The supervised metrics are:

  • accuracy at predicting whether the root position is solvable
  • top-1 policy accuracy – whether the highest-likelihood action matches the supervised example
  • top-2 policy accuracy – whether the supervised example action is in the top two choices
  • top-1 nsteps accuracy – whether the highest-likelihood nsteps bucket matches the example
  • top-2 nsteps accuracy – ditto, but top two choices

Note that a Sokoban problem can have multiple solutions, so we shouldn’t expect a perfect policy accuracy. (i.e. going up and then left is often the same as going left and then up).

I then use the model to solve each problem in the validation dataset using beam search. This lets me actually test efficacy. Beam search was run with a beam width of 32, which means I’m always going to find the solution if it takes fewer than 2 steps. The search keeps the top candidates based on the running sum of the policy likelihood. (I can try other formulations, like scoring candidates based on the predicted nsteps values).

Results

I trained two models – a transformer model and a 2nd model that does not have access to past data. The 2nd model is also a transformer, but with a mask that masks out everything but the current and goal states.

The metrics are:

TransformerBaseline
Solvability Accuracy0.9770.977
Top-1 Policy Accuracy0.8670.831
Top-2 Policy Accuracy0.9820.969
Top-1 Nsteps Accuracy0.9000.898
Top-2 Nsteps Accuracy0.9900.990
Solve Rate0.9210.879
Mean Solution Length6.9836.597

Overall, that’s pretty even. The baseline policy that does not have access to past information is ever so slightly worse with respect to top-1 accuracy. Our takeaway is that for this problem, so far, the past doesn’t matter all that much and we can be pretty Markovian.

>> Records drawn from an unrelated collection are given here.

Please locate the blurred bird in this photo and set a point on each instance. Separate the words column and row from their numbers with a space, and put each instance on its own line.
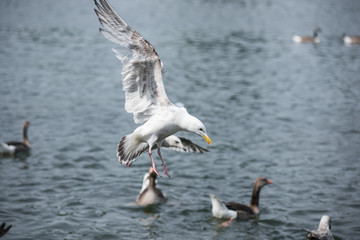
column 304, row 39
column 323, row 232
column 15, row 147
column 4, row 230
column 234, row 210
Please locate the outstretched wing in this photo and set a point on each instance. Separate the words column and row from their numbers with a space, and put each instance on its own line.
column 142, row 67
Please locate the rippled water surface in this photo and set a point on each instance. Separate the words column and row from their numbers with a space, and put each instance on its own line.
column 273, row 108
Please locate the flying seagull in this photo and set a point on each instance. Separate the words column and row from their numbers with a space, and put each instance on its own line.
column 145, row 95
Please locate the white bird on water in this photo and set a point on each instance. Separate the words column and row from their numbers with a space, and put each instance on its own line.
column 145, row 94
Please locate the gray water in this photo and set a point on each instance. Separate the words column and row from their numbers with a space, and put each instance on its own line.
column 273, row 108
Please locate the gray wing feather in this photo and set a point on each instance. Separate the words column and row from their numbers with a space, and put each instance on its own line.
column 142, row 67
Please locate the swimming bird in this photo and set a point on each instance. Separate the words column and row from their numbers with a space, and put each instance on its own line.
column 15, row 147
column 323, row 232
column 181, row 144
column 4, row 230
column 313, row 39
column 351, row 40
column 150, row 194
column 145, row 95
column 234, row 210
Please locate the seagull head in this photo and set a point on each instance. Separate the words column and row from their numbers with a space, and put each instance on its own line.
column 197, row 127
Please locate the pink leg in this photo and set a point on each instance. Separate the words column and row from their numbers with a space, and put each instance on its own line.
column 152, row 163
column 163, row 163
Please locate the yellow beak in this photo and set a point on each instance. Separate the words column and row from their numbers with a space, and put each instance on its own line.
column 208, row 140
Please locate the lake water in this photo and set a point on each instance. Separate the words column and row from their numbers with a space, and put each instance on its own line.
column 273, row 108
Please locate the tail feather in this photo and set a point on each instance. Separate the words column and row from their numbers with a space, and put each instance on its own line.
column 129, row 149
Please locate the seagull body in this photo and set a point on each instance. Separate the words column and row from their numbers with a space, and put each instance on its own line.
column 234, row 210
column 145, row 95
column 181, row 144
column 323, row 232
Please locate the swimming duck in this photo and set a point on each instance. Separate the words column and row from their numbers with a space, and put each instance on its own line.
column 149, row 193
column 323, row 232
column 15, row 147
column 234, row 210
column 313, row 39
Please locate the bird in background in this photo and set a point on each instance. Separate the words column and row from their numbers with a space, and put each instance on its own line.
column 14, row 147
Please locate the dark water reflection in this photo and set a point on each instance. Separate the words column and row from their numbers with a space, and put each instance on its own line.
column 273, row 108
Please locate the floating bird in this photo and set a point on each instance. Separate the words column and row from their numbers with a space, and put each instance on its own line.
column 14, row 147
column 181, row 144
column 4, row 230
column 313, row 39
column 351, row 40
column 234, row 210
column 145, row 94
column 150, row 194
column 323, row 232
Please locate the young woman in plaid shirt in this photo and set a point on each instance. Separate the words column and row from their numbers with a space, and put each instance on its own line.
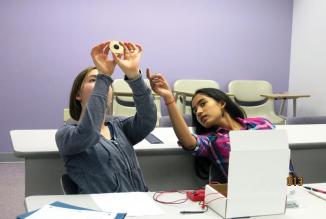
column 214, row 115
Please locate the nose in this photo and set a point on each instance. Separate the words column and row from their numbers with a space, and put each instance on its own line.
column 199, row 111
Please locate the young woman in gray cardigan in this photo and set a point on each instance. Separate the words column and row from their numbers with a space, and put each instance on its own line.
column 98, row 153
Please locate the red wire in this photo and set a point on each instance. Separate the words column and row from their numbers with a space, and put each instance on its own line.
column 178, row 201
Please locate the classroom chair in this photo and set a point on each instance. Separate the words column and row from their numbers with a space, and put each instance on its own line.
column 247, row 94
column 68, row 185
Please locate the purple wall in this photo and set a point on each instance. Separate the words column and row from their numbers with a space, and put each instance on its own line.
column 44, row 44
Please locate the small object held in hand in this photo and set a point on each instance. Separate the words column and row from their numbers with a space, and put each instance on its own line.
column 116, row 48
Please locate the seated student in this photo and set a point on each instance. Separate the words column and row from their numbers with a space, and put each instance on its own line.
column 214, row 115
column 98, row 153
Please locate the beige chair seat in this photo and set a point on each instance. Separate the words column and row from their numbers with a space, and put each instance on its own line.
column 247, row 94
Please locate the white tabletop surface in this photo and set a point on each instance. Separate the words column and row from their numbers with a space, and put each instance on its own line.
column 40, row 141
column 309, row 205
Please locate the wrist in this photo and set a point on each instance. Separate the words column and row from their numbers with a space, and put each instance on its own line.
column 169, row 100
column 133, row 74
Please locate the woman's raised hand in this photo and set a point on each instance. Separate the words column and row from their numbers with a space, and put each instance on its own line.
column 101, row 59
column 160, row 85
column 129, row 61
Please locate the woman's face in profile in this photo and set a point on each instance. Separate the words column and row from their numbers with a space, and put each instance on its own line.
column 87, row 87
column 207, row 110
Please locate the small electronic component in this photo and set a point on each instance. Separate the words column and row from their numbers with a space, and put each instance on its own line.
column 197, row 195
column 116, row 48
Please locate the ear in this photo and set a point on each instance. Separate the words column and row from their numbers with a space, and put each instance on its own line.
column 78, row 97
column 223, row 104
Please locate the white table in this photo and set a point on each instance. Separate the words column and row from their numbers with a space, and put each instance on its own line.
column 284, row 97
column 309, row 205
column 43, row 166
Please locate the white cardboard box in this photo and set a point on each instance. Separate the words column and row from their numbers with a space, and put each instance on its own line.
column 258, row 168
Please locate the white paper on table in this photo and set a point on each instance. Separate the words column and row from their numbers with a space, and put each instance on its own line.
column 132, row 203
column 53, row 212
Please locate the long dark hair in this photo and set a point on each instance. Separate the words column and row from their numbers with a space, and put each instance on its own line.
column 202, row 165
column 232, row 108
column 75, row 107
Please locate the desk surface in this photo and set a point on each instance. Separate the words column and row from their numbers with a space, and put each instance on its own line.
column 43, row 141
column 284, row 96
column 309, row 205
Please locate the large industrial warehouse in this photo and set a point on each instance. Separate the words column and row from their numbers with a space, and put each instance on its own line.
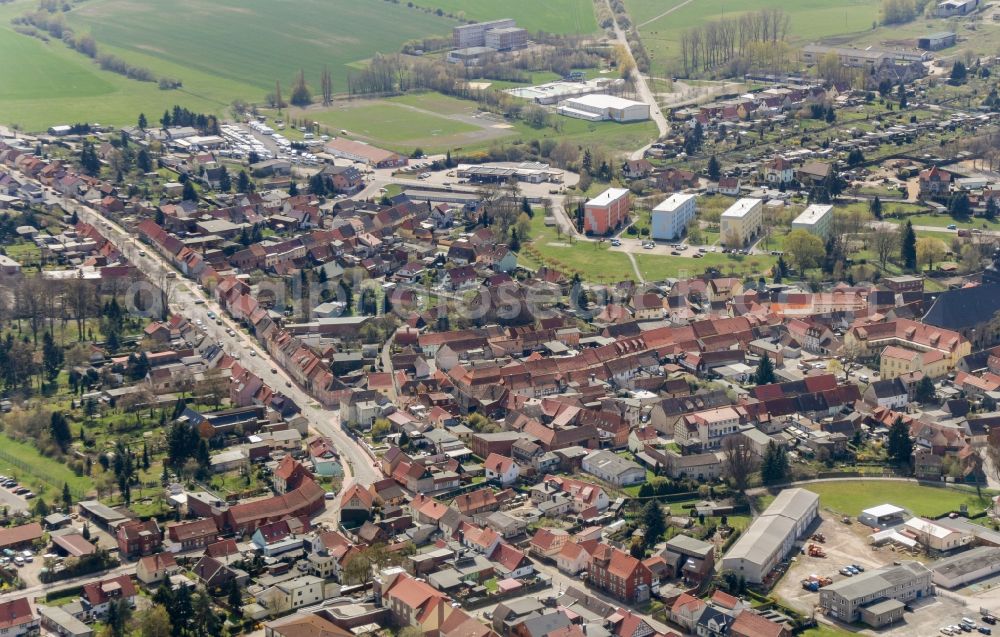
column 772, row 535
column 596, row 108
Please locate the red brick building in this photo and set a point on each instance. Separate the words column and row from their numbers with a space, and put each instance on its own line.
column 193, row 535
column 607, row 211
column 619, row 575
column 137, row 538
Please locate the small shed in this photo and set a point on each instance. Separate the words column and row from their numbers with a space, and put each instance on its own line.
column 882, row 516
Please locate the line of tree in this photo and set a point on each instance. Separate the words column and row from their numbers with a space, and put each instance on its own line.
column 180, row 116
column 716, row 42
column 55, row 25
column 901, row 11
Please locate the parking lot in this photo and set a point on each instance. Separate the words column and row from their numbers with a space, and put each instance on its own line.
column 847, row 544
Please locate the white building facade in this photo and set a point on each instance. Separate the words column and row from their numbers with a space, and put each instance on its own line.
column 671, row 217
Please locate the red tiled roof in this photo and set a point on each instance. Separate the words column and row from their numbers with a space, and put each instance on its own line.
column 14, row 613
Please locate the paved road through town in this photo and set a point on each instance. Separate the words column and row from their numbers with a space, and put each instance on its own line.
column 187, row 298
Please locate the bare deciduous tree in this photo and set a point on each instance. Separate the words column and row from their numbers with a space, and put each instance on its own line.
column 739, row 462
column 884, row 240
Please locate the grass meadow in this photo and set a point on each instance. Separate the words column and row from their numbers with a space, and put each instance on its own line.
column 552, row 16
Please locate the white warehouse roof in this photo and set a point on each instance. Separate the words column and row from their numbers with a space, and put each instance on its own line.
column 883, row 510
column 608, row 196
column 740, row 209
column 598, row 100
column 812, row 214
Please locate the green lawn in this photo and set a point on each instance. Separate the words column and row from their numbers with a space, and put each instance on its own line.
column 553, row 16
column 850, row 497
column 393, row 124
column 24, row 463
column 943, row 221
column 822, row 630
column 809, row 20
column 262, row 41
column 410, row 121
column 656, row 267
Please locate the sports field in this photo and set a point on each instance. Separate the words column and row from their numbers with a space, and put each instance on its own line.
column 552, row 16
column 850, row 497
column 809, row 20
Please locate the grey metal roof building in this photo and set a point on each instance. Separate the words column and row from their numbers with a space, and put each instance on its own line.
column 863, row 596
column 772, row 535
column 967, row 567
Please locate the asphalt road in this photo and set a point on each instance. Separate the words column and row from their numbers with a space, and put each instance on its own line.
column 183, row 296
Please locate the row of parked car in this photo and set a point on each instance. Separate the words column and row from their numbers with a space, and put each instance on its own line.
column 18, row 558
column 12, row 485
column 967, row 625
column 852, row 569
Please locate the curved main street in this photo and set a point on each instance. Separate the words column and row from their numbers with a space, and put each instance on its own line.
column 187, row 298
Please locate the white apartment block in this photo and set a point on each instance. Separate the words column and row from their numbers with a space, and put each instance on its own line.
column 742, row 222
column 817, row 219
column 671, row 217
column 468, row 35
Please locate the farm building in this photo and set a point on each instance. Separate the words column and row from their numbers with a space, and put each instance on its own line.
column 877, row 597
column 596, row 108
column 950, row 8
column 364, row 153
column 967, row 567
column 772, row 536
column 882, row 516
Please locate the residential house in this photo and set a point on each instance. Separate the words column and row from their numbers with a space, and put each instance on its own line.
column 153, row 569
column 98, row 596
column 611, row 467
column 501, row 469
column 17, row 618
column 619, row 575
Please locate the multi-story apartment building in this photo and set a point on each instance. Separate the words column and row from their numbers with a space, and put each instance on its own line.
column 467, row 35
column 671, row 217
column 742, row 222
column 607, row 211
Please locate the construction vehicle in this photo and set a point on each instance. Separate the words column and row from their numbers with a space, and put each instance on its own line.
column 816, row 551
column 814, row 582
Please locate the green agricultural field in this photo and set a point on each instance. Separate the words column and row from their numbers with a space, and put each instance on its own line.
column 262, row 41
column 397, row 126
column 23, row 462
column 850, row 497
column 415, row 120
column 553, row 16
column 810, row 20
column 51, row 84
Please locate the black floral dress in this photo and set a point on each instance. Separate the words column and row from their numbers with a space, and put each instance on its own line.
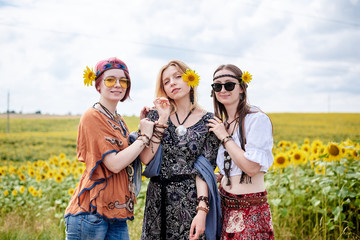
column 171, row 197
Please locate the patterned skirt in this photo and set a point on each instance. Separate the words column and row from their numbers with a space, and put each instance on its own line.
column 245, row 216
column 170, row 208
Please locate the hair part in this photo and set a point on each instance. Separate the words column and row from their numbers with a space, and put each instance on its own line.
column 99, row 66
column 159, row 89
column 243, row 108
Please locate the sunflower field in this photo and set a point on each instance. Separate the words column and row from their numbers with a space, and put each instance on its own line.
column 313, row 186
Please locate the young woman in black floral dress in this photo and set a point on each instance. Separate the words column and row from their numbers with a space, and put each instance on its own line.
column 177, row 201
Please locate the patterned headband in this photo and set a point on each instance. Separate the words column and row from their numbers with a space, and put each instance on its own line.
column 246, row 77
column 225, row 75
column 111, row 65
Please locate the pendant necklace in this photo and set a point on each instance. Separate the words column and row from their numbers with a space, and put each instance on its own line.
column 227, row 125
column 181, row 130
column 116, row 118
column 227, row 158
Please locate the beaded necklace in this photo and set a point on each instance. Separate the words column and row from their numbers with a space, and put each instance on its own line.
column 115, row 117
column 181, row 130
column 227, row 158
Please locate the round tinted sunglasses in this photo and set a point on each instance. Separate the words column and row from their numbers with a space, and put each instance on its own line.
column 111, row 81
column 229, row 86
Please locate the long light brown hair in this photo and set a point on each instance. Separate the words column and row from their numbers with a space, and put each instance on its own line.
column 243, row 108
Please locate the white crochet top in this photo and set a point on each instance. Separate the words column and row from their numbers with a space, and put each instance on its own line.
column 259, row 143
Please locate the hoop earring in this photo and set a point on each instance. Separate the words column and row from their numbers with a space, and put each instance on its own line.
column 192, row 96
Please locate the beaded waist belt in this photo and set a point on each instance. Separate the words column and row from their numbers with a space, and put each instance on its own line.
column 236, row 203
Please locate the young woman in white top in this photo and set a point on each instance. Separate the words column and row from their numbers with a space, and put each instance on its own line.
column 243, row 158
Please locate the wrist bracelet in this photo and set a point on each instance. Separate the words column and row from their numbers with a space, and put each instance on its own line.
column 226, row 139
column 146, row 141
column 206, row 210
column 205, row 199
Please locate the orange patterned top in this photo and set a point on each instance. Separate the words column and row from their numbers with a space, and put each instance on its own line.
column 100, row 190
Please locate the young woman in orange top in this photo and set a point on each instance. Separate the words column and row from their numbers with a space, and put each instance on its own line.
column 105, row 197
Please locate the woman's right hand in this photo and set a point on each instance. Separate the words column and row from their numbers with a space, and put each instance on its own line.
column 162, row 106
column 146, row 127
column 217, row 126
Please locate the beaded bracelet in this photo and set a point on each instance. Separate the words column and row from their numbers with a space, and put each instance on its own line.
column 206, row 210
column 205, row 199
column 225, row 139
column 146, row 141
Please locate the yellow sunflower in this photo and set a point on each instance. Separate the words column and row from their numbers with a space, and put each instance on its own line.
column 246, row 77
column 320, row 169
column 58, row 178
column 306, row 148
column 31, row 189
column 298, row 157
column 89, row 76
column 14, row 192
column 22, row 189
column 334, row 152
column 71, row 191
column 191, row 77
column 22, row 177
column 280, row 160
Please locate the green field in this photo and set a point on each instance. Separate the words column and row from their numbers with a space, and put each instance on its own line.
column 305, row 202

A 97.7% solvability accuracy is pretty darn good. I am happy with that.

The top-k policy and nsteps accuracies are pretty good too. The full transformer outperforms the baseline a bit here, but only by a bit.

The primary difference comes out when we look at the solve rate, which we obtain by actually using the policies to solve problems. The full transformer succeeds 92.1% of the time, whereas when there is no history it only solves it 87.9% of the time. That’s only a 4.2% spread, but it is noticeable. I can only hypothesize, but I suspect past information is useful for longer traversals and simply the fact that you can pull more information in can give the model more space to compute with.